Yah, I never noticed before i took the picutres, but it had only been his tail fin thinger, now it's the back of his body aswell as a little of his dorsal fin. So either it's spreading, or he's just turning the way he was meant to be. I hope atleast the ends of his fins stay red.


----------



## Campbell (Apr 12, 2009)

Mine did the exact same thing.
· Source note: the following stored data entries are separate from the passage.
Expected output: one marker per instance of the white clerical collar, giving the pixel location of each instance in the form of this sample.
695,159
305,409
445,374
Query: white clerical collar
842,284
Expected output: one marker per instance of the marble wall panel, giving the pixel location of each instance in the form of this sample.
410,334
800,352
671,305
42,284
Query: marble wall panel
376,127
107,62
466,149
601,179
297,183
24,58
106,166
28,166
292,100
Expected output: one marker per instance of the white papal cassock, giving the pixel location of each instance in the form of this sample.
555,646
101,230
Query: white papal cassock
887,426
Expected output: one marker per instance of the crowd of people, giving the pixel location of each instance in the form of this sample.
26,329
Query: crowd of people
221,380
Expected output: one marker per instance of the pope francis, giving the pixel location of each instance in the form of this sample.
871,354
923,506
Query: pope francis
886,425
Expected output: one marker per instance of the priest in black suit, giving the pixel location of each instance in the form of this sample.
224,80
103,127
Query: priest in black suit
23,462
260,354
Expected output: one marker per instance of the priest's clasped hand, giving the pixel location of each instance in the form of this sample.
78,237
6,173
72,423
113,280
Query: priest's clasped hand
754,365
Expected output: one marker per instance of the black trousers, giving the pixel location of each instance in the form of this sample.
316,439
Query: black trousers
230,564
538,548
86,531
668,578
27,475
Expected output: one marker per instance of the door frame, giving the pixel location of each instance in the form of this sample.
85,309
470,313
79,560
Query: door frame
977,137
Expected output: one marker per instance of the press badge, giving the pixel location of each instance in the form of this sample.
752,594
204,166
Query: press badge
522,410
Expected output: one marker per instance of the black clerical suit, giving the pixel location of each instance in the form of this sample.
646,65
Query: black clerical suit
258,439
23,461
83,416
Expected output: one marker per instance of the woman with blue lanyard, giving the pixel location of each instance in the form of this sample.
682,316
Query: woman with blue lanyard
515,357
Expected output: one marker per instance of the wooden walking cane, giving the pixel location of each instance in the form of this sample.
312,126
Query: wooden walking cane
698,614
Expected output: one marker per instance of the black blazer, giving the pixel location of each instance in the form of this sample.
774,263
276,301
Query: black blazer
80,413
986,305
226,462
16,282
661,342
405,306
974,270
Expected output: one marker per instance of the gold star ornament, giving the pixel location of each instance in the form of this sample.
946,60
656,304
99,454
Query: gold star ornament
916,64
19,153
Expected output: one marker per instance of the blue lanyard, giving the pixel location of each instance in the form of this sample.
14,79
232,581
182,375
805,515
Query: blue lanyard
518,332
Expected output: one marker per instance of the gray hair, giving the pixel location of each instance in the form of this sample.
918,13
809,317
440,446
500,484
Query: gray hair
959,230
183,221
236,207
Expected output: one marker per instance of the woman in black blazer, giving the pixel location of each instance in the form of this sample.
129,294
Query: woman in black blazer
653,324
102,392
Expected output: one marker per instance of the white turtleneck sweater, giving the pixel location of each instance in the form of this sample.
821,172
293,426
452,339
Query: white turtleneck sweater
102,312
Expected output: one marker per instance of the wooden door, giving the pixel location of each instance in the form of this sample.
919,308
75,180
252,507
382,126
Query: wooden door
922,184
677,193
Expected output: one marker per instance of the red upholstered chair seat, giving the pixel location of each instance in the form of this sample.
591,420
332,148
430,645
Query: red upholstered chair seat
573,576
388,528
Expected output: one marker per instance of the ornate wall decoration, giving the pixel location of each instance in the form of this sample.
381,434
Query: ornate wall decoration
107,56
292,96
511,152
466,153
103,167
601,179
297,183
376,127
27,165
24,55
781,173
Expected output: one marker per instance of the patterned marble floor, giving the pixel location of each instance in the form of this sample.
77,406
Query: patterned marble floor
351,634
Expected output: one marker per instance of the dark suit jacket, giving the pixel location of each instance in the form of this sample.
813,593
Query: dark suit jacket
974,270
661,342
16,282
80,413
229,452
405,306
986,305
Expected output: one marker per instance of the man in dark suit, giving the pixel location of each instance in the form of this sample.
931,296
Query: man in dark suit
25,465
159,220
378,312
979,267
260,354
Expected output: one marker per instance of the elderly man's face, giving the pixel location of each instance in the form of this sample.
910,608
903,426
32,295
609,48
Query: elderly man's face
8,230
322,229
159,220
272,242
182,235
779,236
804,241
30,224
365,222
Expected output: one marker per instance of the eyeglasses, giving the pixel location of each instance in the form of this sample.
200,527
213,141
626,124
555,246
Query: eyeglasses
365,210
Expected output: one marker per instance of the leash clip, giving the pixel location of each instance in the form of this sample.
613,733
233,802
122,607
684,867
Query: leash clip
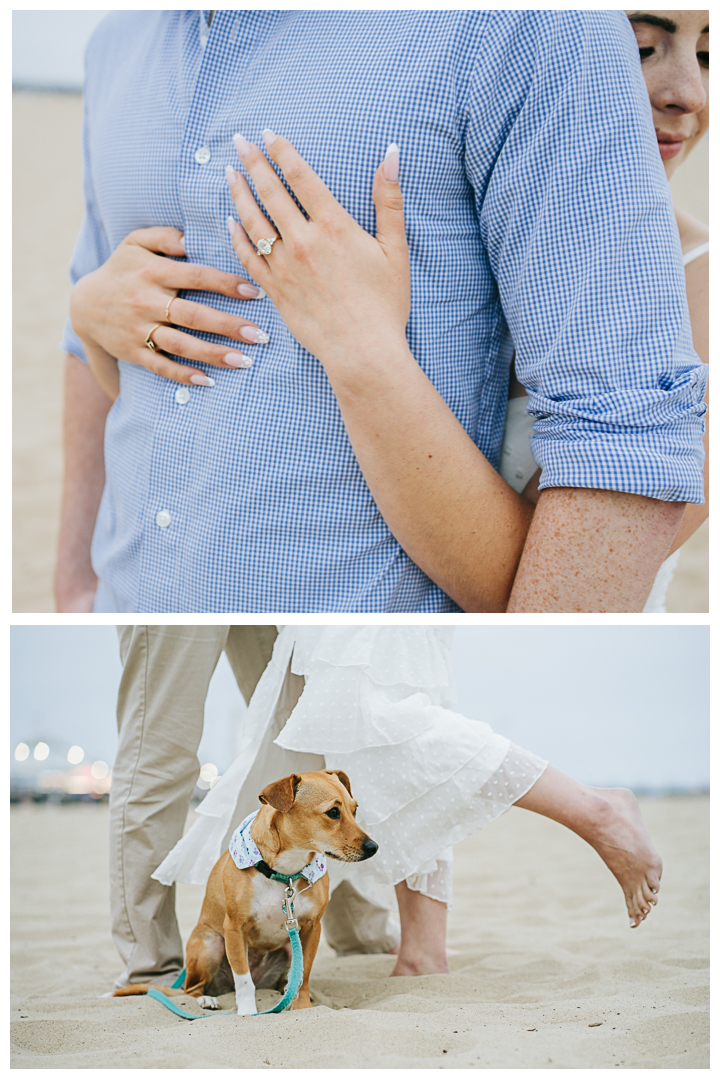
290,921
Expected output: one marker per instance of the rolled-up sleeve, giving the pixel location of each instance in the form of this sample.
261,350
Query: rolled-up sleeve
580,231
92,247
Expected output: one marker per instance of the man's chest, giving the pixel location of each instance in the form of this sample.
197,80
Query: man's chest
340,85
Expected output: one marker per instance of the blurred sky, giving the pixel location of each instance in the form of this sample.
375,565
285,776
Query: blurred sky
49,46
608,704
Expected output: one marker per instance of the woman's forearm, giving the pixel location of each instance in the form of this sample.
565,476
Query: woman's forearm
86,407
449,509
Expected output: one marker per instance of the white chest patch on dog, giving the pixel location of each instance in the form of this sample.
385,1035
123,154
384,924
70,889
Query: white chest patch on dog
267,912
244,994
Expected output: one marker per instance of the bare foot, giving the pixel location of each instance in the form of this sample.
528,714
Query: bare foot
421,964
623,842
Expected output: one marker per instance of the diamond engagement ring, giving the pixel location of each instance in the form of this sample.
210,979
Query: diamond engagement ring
265,246
150,343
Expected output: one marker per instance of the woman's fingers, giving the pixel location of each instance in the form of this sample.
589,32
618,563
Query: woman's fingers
177,373
198,316
160,239
315,197
388,199
268,185
255,223
167,339
246,251
193,275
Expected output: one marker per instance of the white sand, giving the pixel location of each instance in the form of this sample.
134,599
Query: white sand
46,216
544,956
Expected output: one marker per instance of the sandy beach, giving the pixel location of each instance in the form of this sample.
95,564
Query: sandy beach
46,215
546,972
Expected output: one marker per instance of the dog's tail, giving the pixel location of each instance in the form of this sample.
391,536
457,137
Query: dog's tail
144,987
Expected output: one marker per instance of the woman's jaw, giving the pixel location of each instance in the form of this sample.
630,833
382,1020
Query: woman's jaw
675,50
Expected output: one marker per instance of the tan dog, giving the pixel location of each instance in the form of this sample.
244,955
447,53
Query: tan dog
242,923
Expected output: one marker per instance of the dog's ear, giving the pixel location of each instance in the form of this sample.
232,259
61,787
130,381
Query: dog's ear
342,777
281,794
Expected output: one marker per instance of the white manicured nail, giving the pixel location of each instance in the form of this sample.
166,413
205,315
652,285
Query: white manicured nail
252,292
242,146
255,335
238,360
392,162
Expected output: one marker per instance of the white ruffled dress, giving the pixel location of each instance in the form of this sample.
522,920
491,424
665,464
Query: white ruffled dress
376,703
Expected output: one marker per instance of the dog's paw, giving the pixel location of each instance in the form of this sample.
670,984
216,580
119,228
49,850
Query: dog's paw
207,1002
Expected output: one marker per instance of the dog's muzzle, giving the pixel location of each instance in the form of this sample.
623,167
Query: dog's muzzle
369,848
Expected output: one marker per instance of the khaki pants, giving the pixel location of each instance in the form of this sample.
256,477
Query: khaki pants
166,672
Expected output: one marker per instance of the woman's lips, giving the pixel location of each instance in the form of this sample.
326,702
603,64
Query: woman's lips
669,145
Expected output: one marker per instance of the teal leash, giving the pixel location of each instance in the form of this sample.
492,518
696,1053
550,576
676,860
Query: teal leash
294,976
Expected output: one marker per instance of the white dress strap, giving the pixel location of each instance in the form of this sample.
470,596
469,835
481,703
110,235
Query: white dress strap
695,253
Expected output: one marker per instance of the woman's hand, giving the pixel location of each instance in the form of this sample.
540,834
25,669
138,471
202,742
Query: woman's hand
114,308
340,291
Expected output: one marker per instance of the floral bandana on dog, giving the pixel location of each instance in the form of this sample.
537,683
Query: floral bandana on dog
245,852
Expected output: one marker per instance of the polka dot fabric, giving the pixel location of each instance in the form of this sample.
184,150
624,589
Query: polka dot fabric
424,775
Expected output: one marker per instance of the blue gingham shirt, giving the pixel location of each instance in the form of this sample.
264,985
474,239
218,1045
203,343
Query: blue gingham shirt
538,214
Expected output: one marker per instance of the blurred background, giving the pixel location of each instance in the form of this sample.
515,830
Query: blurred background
610,705
48,51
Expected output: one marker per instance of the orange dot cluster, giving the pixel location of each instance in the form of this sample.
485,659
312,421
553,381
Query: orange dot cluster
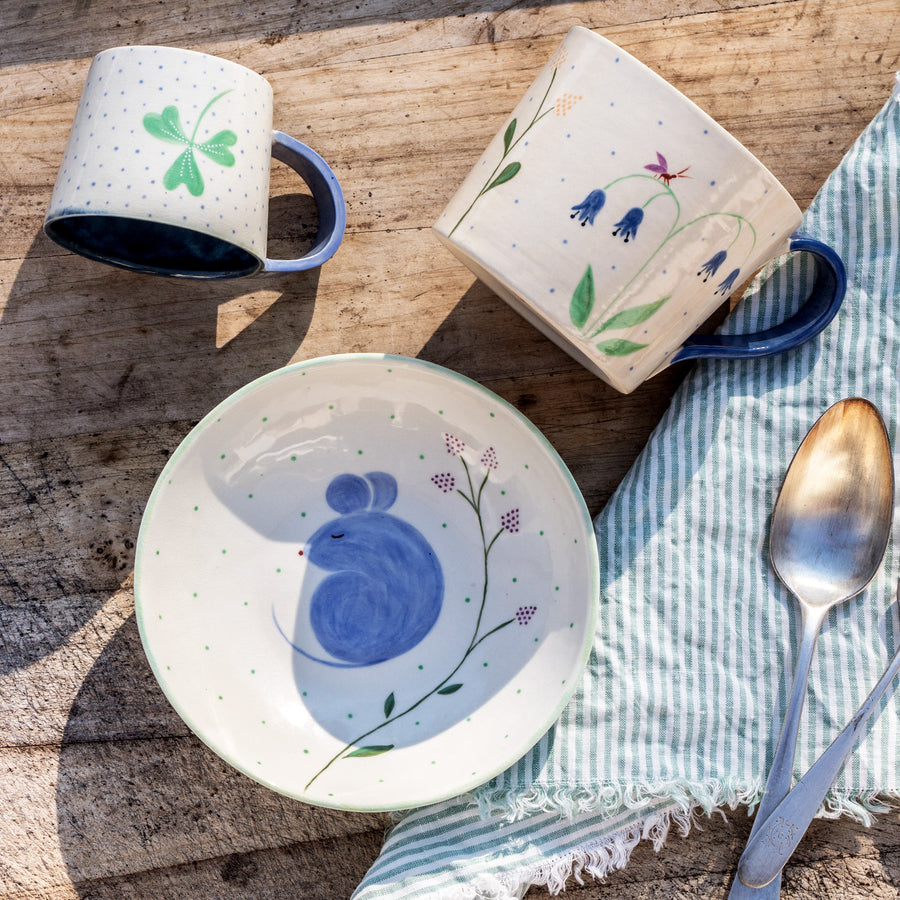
565,102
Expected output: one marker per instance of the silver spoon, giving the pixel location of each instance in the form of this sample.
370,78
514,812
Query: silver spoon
775,841
830,528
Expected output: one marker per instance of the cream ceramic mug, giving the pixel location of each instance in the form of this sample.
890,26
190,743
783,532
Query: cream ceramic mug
617,216
167,165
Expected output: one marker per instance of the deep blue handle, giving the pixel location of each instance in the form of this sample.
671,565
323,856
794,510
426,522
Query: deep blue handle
825,298
328,197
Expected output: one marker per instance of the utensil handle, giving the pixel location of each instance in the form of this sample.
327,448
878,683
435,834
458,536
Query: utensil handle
779,781
771,847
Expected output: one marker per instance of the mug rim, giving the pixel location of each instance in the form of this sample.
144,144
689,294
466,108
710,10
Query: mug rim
185,51
665,84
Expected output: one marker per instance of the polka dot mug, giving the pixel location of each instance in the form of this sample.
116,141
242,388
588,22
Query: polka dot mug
617,216
166,170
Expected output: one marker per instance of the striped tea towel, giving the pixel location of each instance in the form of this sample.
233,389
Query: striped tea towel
681,705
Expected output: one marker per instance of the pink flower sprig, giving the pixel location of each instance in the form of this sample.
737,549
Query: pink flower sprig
455,446
445,481
510,520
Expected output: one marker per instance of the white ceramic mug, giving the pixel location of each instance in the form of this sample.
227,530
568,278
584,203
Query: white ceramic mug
616,216
167,169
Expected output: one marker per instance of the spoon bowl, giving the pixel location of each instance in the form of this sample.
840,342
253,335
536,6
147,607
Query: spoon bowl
829,532
832,518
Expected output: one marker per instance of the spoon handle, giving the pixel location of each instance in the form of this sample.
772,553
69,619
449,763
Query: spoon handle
778,782
769,849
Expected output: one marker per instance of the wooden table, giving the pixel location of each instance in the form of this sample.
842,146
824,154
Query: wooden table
103,790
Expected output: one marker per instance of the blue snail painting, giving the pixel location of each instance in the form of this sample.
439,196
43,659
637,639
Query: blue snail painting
386,586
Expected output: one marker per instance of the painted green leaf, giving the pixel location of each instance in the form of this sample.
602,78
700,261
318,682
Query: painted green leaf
372,750
217,147
630,317
508,136
166,125
184,171
583,299
619,347
508,173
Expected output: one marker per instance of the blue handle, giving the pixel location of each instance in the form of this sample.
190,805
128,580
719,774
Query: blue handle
328,197
825,298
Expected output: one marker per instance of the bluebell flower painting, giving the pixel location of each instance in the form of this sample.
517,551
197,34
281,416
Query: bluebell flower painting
712,265
627,226
659,183
727,286
587,210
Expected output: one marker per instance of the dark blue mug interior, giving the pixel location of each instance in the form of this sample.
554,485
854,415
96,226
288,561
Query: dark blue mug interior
152,247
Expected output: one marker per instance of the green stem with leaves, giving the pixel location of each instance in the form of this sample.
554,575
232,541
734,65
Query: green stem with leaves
443,687
497,177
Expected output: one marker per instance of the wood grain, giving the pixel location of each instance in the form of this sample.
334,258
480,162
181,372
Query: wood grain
105,792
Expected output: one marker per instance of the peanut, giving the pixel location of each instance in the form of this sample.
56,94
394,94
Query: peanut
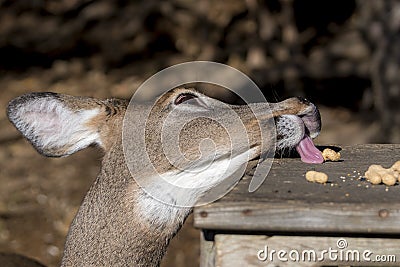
377,174
317,177
330,154
373,177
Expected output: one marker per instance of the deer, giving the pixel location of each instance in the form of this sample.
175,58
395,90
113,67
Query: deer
119,223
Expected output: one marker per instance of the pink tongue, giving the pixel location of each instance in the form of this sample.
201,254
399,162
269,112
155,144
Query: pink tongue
308,152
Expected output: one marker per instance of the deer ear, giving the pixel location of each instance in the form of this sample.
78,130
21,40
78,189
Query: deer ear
56,125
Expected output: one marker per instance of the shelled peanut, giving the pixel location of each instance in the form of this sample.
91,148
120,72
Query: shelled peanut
330,155
377,174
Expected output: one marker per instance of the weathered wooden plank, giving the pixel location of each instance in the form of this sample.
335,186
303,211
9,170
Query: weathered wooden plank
256,250
287,202
207,251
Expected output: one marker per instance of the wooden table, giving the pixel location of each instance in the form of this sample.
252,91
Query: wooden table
298,218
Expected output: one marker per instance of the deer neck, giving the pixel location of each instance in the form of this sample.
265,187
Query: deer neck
111,229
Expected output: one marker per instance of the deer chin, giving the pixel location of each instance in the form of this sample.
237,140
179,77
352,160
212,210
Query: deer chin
292,131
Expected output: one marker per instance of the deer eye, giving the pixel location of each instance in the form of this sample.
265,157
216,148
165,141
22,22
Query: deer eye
183,98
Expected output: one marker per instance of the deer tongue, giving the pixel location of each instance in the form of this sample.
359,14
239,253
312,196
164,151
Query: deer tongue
308,152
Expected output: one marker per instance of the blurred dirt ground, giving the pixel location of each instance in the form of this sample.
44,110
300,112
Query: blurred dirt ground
39,196
343,55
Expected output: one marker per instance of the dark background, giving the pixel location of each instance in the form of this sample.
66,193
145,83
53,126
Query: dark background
342,55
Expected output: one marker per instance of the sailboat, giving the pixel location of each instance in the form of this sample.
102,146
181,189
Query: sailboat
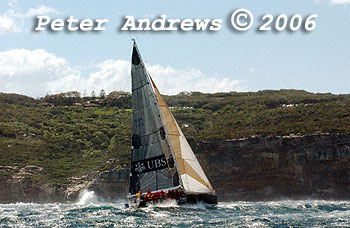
161,159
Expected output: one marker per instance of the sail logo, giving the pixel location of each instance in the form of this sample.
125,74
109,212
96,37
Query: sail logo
139,167
149,165
154,164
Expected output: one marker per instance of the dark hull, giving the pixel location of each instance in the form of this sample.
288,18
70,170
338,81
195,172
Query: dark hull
189,199
196,198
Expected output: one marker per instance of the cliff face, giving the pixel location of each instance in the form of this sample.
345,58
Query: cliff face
256,168
315,166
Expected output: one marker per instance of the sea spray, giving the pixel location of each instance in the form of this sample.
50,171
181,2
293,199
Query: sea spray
87,197
288,213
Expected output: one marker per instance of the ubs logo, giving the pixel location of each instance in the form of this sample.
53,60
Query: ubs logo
149,165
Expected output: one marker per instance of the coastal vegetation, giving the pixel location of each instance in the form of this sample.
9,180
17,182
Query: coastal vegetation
70,135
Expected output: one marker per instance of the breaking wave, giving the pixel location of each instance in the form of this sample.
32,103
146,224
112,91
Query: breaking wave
88,211
87,197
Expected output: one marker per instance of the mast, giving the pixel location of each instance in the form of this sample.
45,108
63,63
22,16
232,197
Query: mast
157,139
151,159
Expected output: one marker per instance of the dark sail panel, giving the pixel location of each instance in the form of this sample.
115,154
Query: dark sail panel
150,149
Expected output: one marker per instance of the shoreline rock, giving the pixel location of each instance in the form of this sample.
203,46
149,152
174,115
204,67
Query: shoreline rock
251,169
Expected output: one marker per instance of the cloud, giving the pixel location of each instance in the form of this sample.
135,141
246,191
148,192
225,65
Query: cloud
40,10
8,25
340,2
12,21
38,72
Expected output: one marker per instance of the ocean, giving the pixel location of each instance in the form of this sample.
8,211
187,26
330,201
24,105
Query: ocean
89,211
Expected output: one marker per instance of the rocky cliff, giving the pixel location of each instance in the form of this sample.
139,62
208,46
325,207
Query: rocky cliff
255,168
295,167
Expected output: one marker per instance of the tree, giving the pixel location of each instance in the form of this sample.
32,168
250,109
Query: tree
102,93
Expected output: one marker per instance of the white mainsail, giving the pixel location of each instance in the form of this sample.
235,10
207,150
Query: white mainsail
156,135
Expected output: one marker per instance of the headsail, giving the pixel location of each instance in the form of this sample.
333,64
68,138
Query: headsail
158,140
152,165
193,177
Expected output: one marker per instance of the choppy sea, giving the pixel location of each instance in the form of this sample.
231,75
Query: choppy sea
90,211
He's still mostly red, but has a little blue/purple in his fine.


----------



## ifish (Apr 30, 2009)

hes beautiful i cant wait to see him in a few months


----------



## crowntail lover (Apr 25, 2009)

He is a beautiful Betta!!! Love the color


----------



## ZanZan (May 18, 2009)

Thanks all <3~


----------



## crowntail lover (Apr 25, 2009)

How long have you had him??


----------



## ZanZan (May 18, 2009)

I bought him i think in February.. So only a few months. I'd really like to get another one, but my boyfriend is already sick of hearing about THIS one he doesn't want me ot get another ^^;;


----------



## crowntail lover (Apr 25, 2009)

lol.....I have six....and going to spawn maybe next month


----------



## ZanZan (May 18, 2009)

Awww, cute <3~ I'd LOVE to have a baby betta to take care of. but pet stores don't usually GET baby betta >>


----------



## Eddie44 (May 4, 2009)

*Handsome little guy, beautiful colors.
*


----------



## dramaqueen (Jul 7, 2008)

I'd love to have a baby betta, too. It would be fun to watch them grow and change.


----------



## crowntail lover (Apr 25, 2009)

Thats why drama...You need to breed!!! You now everything yOu need to know..


----------



## dramaqueen (Jul 7, 2008)

Yeah, I know what to do and how to do it but I don't have any room or anyone to take the babies. I think it would be a wonderful experience. I live with an elderly Mother who wouldn't appreciate a houseful of fish. lol


----------



## crowntail lover (Apr 25, 2009)

You can can sale them on the internet


----------



## dramaqueen (Jul 7, 2008)

Yeah, but I'm just not able to breed right now. Maybe someday...


----------



## ZanZan (May 18, 2009)

I know I'd buy one eventually!


----------



## crowntail lover (Apr 25, 2009)

YOu should...


----------



## TitoBetta (Jun 2, 2009)

very cute!! =>


----------